Computing faster lopgs
alexvishnevskiy opened this issue · 3 comments
Hi, great work! The results and research in this area are truly amazing. I have a question regarding the concatenated_forward part. From my understanding, we just need logs from both chosen and rejected responses. Why can't we have a batch that consists of [prompt + chosen_response + rejected_response] instead of [prompt + chosen_response, prompt + rejected_response]? It should be okay to calculate logps for both chosen and rejected responses without them intersecting with each other, using an attention mask.
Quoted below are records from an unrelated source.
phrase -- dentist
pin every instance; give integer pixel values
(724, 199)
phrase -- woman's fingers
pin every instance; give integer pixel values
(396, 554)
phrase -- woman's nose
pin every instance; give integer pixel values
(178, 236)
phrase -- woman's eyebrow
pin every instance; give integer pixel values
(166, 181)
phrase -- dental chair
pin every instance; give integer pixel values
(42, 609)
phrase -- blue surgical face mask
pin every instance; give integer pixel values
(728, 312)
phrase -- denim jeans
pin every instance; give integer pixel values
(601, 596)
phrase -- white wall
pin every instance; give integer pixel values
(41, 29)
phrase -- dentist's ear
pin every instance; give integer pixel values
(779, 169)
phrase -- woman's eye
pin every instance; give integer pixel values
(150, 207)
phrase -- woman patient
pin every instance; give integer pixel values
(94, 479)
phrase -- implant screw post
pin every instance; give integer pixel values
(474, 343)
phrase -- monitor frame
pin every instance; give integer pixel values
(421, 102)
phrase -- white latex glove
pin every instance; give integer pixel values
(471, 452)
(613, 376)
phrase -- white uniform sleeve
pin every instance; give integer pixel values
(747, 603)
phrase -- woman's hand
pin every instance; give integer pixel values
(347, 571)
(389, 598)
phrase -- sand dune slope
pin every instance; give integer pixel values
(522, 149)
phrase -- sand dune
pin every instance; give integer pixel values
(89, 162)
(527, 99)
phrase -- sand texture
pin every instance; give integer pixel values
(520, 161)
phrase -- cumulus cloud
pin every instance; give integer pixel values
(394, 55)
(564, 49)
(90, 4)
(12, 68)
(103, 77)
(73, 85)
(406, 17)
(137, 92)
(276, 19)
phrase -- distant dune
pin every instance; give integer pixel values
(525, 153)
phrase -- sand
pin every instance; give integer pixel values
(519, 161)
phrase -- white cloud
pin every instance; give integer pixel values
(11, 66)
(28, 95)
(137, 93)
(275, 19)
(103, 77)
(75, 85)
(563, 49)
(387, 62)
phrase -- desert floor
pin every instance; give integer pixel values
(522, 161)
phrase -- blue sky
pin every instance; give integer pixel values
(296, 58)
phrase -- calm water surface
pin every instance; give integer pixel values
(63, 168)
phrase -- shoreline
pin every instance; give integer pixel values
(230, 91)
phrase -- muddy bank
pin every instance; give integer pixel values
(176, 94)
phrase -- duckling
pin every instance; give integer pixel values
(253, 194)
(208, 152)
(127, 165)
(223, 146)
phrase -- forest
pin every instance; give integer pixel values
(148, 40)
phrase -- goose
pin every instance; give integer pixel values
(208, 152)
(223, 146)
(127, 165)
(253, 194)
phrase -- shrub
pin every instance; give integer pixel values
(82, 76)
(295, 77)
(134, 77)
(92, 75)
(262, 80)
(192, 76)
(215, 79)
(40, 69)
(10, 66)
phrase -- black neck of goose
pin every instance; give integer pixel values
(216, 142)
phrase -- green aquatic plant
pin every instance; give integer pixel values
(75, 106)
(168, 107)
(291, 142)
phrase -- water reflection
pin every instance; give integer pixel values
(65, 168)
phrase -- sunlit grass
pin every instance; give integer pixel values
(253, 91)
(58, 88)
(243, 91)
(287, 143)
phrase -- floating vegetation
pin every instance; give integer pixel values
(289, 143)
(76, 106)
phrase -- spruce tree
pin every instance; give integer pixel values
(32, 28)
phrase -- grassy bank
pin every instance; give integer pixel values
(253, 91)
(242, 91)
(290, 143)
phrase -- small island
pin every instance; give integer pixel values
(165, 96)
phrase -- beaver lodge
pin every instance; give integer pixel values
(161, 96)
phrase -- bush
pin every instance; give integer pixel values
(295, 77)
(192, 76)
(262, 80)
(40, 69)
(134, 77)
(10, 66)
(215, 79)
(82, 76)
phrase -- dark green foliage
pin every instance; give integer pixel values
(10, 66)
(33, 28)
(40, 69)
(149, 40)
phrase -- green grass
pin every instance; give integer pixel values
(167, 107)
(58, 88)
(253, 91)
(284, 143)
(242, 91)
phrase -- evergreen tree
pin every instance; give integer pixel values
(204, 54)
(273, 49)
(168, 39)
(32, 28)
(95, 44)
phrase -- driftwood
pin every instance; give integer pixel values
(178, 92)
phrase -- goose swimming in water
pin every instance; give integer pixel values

Correct me if I'm wrong, thanks!
def concatenated_forward(self, model: nn.Module, batch: Dict[str, Union[List, torch.LongTensor]]) -> Tuple[torch.FloatTensor, torch.FloatTensor]:
"""Run the given model on the given batch of inputs, concatenating the chosen and rejected inputs together.
We do this to avoid doing two forward passes, because it's faster for FSDP.
"""
concatenated_batch = concatenated_inputs(batch)
all_logits = model(concatenated_batch['concatenated_input_ids'], attention_mask=concatenated_batch['concatenated_attention_mask']).logits.to(torch.float32)
all_logps = _get_batch_logps(all_logits, concatenated_batch['concatenated_labels'], average_log_prob=False)
chosen_logps = all_logps[:batch['chosen_input_ids'].shape[0]]
rejected_logps = all_logps[batch['chosen_input_ids'].shape[0]:]
return chosen_logps, rejected_logps
Also, how do you assure that when doing model fwd step, the prompt+rejected do not attend to the chosen response, at what place in code is this check made?
I think you are misunderstanding the implementation. They are concatenated in the batch dimension in order to get the logps for both in one forward pass instead of two. They are not concatenated in the sequence dimension so they will not attend to each other.
yes, i did not carefully read concat on dim=0. thank you for pointing out.